We had regarded as metaphoric ‘ readers’ some characters in Marquez’s “A Very Old Man with Enormous Wings” because they reflected or defined their respective characters, perceptions, and background, when they interacted with or, ‘read’ the old winged man. Like us literal readers we “read” through who he was.
The couple Pelayo and Elisenda saw the old man as a foreign sailor on the mere supposition he was from a ship, but together the stupid couple ignored the old man’s wings. The couple’s reaction defined their backgrounds and character. Fr Gonzaga mirrored his dogmatist character and ‘readership’ when he rejected the angelhood of the man on the sheer basis that he spoke no Latin.
A kind reader would have taken care of a wreck victim, but all these people were making unbelievable conclusions. The woman who saw the old man as a harbinger of death, was a ‘reader’ who saw the old man as a devil incarnate, out to take the life of a baby. And so were all those who came to see the old winged man in a cage ‘readers’, too, well who saw their object of derision as a circus curiosity.
These ‘readers’ have one thing in common—they had maximum stupidities and minimum of compassion, but as author Garcia Marquez derided them as a metaphor of the stupidity and undiscerning cruelty of mankind, they were also being defined as stupid ‘readers’ who failed to ‘ read ‘the miracles of the wings, the miracle of his patience, as well as all other miracles—well, the very presence of a kind, quiet old winged man.
In applying the various approaches to reading, a formalist approach would possibly see through the minute linguistic indicators of the various characters, analyzing their language and the authenticity of their diction.
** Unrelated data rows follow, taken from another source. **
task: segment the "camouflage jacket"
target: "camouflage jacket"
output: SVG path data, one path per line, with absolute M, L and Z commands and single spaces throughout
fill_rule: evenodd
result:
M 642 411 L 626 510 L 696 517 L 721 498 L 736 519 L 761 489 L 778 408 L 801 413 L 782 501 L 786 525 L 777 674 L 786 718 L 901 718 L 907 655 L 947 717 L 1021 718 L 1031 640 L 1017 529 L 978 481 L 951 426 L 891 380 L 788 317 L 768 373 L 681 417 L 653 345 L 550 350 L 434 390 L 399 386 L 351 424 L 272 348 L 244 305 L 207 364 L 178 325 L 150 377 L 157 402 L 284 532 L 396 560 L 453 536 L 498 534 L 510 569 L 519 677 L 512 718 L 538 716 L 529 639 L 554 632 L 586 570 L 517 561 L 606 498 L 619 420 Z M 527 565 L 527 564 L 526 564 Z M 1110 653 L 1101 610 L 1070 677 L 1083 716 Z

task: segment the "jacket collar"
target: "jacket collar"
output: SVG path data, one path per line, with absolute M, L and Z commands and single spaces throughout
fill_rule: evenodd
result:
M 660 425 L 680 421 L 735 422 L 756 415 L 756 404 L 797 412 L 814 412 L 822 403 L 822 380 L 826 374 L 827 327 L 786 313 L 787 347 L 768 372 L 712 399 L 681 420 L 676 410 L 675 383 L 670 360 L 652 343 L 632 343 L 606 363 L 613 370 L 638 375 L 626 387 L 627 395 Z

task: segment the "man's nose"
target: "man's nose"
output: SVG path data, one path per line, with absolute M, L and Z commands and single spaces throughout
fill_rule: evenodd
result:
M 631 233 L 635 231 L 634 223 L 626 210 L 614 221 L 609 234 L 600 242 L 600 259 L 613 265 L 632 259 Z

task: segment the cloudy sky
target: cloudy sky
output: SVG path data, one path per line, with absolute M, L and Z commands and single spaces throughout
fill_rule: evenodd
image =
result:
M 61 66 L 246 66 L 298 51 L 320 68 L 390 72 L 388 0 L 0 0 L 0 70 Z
The meanings of what they said would be subjected to formalist inter-relationships to define the precise contextual meaning.
A historic approach would try to dissect the social backgrounds of the priest, and delineate the precision of his language and opinions, on the basis of other similarly situated priests, in terms of historical existence and details. In contrast, a formalist critical approach to the story would elevate the interrelationships of the texts or discourse of the various characters, interpreting them into parts of an organic whole, de-emphasizing the external facts of what period this fiction could authentically be placed or situated.
As actual “true” reader in contrast with the metaphoric one, I would prefer a combination of approaches. A reader-responsive critical theory would work best for me, because the meaning of the story is a dialectically or inter-actively arrived at: the final meaning is what the author and myself has made of it. Inter-active because, my interpretation of the work arose from my own personal experiences (for example, my own conception of an angel), other than what the author himself has originally intended. The approaches to reading would then serve as a set of tools that can make us understand this great work in many levels and from many perspectives.